# Analyse bond distances, check cutoffs

In this notebook we will plot pair distribution functions (pdf) over our dataset or subset. This is necessary to convince ourselves that a we can rely on connectivities to fingerprint the atomic structures. 

In [None]:
# Import modules.
import numpy as np

from ase.visualize import view
from ase.data import chemical_symbols, covalent_radii

from catlearn.utilities.distribution import pair_distribution, pair_deviation
from catlearn.api.ase_atoms_api import images_connectivity, database_to_list
from catlearn.featurize.adsorbate_prep import autogen_info, auto_layers, layers_termination, check_reconstructions
from catlearn.featurize.periodic_table_data import get_radius, default_catlearn_radius
from catlearn import __path__
from matplotlib import pyplot as plt

### Import data
Select a dataset and import it to a list of atoms objects.

In [None]:
selection = []
work_path = __path__[0]
fname = work_path + '/../data/ads_example.db'
print('Importing from database.')
images = database_to_list(fname, selection=selection)
print(len(images), 'structures imported.')

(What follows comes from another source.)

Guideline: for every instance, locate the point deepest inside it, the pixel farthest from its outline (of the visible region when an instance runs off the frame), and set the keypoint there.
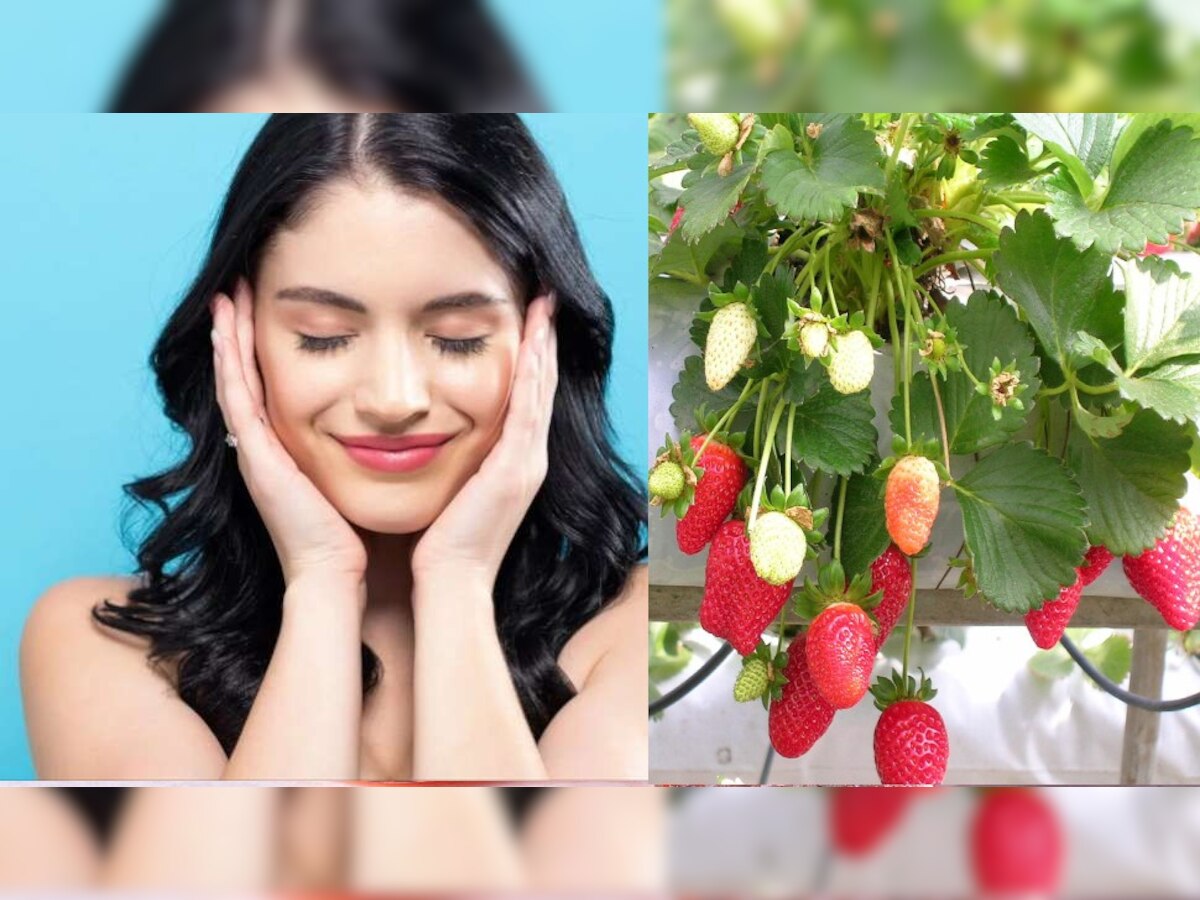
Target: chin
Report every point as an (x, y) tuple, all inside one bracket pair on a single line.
[(389, 521)]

### Pair distribution function
The pair distribution function is a histrogram over distances between the atoms in our dataset. Our pdf utility in catlearn can optionally select a one or two elements to include in the analysis.

In [None]:
# int for bonds between a single element and all other atoms. 
# tuple (A, B) for bonds between A and B only.
element = 6

# Generate pdf.
pdf, x = pair_distribution(images, bins=257, bounds=(0.3, 3.), element=element)

In [None]:
# Plot pdf.
plt.plot(x, pdf)
plt.xlabel('$r$ [$10^{-10}$ m]')

We can see on this plot that carbon

The pdf does not directly show us the appropriate cutoff unless we select a specific pair of elements to count bonds between.

### Set cutoffs

Lets set some cutoff in order to evaluate them.

In [None]:
cutoff_dictionary = {}
for z, s in enumerate(chemical_symbols[:104]):
    if z == 0:
        continue
    elif z == 6:
        radius = covalent_radii[z] * 1.1 + 0.1
    else:
        radius = get_radius(z) * 1.1 + 0.1
    cutoff_dictionary[z] = radius

In [None]:
# int for bonds between a single element and all other atoms. 
# tuple (A, B) for bonds between A and B only.
element = 78

# Generate pdf.
pdf, x = pair_distribution(images, bins=257, bounds=(0.3, 3.), element=element)

In [None]:
# Plot pdf.
plt.plot(x, pdf)

# Print and plot bond lenght
bond = 0.
if isinstance(element, int):
    print('radius', cutoff_dictionary[element])
elif isinstance(element, tuple):
    for z in element:
        print('radius', cutoff_dictionary[z])
        bond += cutoff_dictionary[z]
    print('bond', bond)
plt.axvline(bond, color='0.5')

# Axis label.
plt.xlabel('$r$ [$10^{-10}$ m]')

If the line is after the first peak and clear of any other peaks, the cutoff will clearly distinguish first nearest neigbors.

### Check cutoffs

When our dataset has a larger number of elements, we don't really want to evaluate every pair of elements as shown above. We can instead plot a histogram of bond distances, where the element specific cutoff radii have been subtracted, $r - (r_a + r_b)$.

In [None]:
deviation, xd = pair_deviation(images, bins=257, bounds=(-.5, 0.5), cutoffs=cutoff_dictionary)

In [None]:
plt.plot(xd, deviation)
plt.xlabel('$r - (r_a + r_b)$ [$10^{-10}$ m]')

If the distribution is 0 where $r = r_a + r_b$, we can unambigously represent structures by their connectivity. If the distribution is not 0 at $r = r_a + r_b$, we may be able to tune our cutoff radii to obtain more accurate connectivities, depending on the dataset.